And, it isn’t just “occasional abuse” — it’s systemized, institutionalized abuse and dehumanization on a global and regular basis — all approved or de facto enabled by feckless and spineless Federal Appellate Courts, all the way up to the Supremes! These are folks who should know better and really have no other meaningful function in our “separation of powers” system other than to protect our individual rights. Authoritarian governments and dictators hardly need “courts” to enforce their will, even if some find it useful to “go through the motions” of creating and employing complicit “judges.” As one of my Round Table colleagues succinctly put it “there appears to be no bottom!”

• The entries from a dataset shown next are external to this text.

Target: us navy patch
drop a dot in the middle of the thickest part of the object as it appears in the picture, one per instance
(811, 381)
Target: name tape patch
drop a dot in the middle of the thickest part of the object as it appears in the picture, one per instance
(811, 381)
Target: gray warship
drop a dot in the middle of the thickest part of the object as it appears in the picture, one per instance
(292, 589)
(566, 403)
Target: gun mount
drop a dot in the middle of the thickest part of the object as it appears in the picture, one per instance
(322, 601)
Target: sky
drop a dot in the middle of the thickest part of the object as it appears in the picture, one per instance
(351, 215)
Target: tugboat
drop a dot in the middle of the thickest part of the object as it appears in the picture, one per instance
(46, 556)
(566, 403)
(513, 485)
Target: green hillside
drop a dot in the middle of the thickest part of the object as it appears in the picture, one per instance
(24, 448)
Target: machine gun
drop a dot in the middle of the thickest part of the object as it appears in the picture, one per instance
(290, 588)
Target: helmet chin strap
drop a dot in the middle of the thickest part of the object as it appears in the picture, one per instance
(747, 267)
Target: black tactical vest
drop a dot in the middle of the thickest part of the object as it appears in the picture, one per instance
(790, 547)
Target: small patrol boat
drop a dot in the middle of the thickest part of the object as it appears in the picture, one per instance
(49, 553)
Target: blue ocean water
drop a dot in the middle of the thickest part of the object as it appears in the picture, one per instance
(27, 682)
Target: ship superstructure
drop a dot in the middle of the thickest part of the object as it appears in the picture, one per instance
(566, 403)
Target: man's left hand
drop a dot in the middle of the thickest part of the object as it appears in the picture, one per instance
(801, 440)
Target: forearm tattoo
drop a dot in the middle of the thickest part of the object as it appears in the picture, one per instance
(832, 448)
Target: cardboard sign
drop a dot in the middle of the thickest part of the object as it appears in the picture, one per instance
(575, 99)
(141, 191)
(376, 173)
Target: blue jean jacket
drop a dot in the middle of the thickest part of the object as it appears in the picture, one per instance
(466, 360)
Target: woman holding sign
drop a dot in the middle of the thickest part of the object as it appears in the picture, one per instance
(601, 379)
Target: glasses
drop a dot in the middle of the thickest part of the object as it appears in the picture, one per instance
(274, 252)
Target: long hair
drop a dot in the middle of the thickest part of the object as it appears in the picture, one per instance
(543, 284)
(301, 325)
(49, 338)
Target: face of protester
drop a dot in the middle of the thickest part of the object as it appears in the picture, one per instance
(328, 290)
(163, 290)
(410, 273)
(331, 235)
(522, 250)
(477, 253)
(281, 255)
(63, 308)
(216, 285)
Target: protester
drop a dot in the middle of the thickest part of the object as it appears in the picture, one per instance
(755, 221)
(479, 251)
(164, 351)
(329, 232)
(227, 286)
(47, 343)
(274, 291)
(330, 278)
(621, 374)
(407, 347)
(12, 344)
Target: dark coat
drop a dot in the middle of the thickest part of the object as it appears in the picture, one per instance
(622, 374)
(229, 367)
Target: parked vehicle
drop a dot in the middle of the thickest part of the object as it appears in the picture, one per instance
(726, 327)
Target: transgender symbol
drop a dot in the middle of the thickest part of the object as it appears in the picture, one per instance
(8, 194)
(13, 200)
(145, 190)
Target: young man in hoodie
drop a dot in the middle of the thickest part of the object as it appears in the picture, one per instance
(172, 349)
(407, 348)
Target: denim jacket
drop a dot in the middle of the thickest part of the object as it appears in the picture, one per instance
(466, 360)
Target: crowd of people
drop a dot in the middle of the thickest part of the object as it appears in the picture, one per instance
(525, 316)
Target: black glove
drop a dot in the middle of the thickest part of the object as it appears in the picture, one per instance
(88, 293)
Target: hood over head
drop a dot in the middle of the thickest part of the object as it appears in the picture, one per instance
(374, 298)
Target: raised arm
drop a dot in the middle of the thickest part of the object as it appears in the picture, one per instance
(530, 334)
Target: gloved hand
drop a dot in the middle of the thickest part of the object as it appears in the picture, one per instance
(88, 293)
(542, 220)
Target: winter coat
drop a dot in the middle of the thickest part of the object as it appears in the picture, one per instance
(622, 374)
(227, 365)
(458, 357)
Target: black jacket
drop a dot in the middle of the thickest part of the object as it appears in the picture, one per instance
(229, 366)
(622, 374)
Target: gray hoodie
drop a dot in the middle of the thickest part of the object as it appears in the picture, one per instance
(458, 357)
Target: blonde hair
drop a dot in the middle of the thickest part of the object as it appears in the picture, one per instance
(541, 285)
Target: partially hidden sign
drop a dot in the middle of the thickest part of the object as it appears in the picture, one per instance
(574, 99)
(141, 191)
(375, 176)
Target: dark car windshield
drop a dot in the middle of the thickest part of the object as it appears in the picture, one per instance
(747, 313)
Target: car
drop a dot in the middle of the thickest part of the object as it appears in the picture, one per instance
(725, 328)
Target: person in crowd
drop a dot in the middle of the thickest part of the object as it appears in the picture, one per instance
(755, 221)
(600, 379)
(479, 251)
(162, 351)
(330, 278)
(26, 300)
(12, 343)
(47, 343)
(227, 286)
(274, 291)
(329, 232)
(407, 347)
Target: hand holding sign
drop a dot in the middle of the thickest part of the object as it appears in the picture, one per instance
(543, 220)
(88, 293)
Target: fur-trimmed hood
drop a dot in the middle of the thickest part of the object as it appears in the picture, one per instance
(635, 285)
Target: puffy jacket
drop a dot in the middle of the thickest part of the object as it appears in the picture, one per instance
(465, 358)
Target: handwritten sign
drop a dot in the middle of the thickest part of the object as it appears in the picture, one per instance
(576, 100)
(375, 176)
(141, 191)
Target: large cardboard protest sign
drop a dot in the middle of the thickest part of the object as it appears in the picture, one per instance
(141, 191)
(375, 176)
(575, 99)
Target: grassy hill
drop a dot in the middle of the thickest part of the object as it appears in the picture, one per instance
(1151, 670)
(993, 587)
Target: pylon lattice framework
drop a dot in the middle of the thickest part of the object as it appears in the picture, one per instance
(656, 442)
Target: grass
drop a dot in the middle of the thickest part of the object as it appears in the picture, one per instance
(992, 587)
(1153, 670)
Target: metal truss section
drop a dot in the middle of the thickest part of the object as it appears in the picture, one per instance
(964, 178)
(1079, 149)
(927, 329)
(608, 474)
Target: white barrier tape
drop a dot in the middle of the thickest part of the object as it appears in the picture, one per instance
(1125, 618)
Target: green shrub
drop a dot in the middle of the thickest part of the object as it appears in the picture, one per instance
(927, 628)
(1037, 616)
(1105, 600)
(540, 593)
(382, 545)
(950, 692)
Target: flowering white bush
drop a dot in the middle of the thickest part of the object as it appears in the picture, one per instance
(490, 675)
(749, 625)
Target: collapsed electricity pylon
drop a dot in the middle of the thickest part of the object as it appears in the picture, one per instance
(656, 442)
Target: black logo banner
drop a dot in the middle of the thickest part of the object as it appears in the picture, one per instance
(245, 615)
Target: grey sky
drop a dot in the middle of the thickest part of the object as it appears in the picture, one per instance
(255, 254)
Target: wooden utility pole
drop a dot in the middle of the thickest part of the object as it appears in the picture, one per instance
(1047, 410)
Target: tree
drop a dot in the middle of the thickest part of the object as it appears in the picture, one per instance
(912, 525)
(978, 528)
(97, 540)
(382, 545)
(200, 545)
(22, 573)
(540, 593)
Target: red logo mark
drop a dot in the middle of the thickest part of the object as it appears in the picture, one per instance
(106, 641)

Apparently, many Americans agree with this immoral and illegal approach. Otherwise, the “black robed, life tenured ones” would be pariahs in their communities, churches, and social interactions. They wouldn’t be offered those cushy teaching positions at law schools or a chance to expound before public audiences.
After all, why should an exulted Federal Appellate Judge or a Supreme Court Justice care about what happens to you, unless your blood is about to spatter his or her pristine black robe? Many of those supportive of or complicit in Trump’s tyranny will personally experience the costs of a feckless Federal Judiciary when their “turn in the barrel” comes. And, the Trump regime’s list of those who’s “lives and rights don’t matter” is very, very long and continually expanding.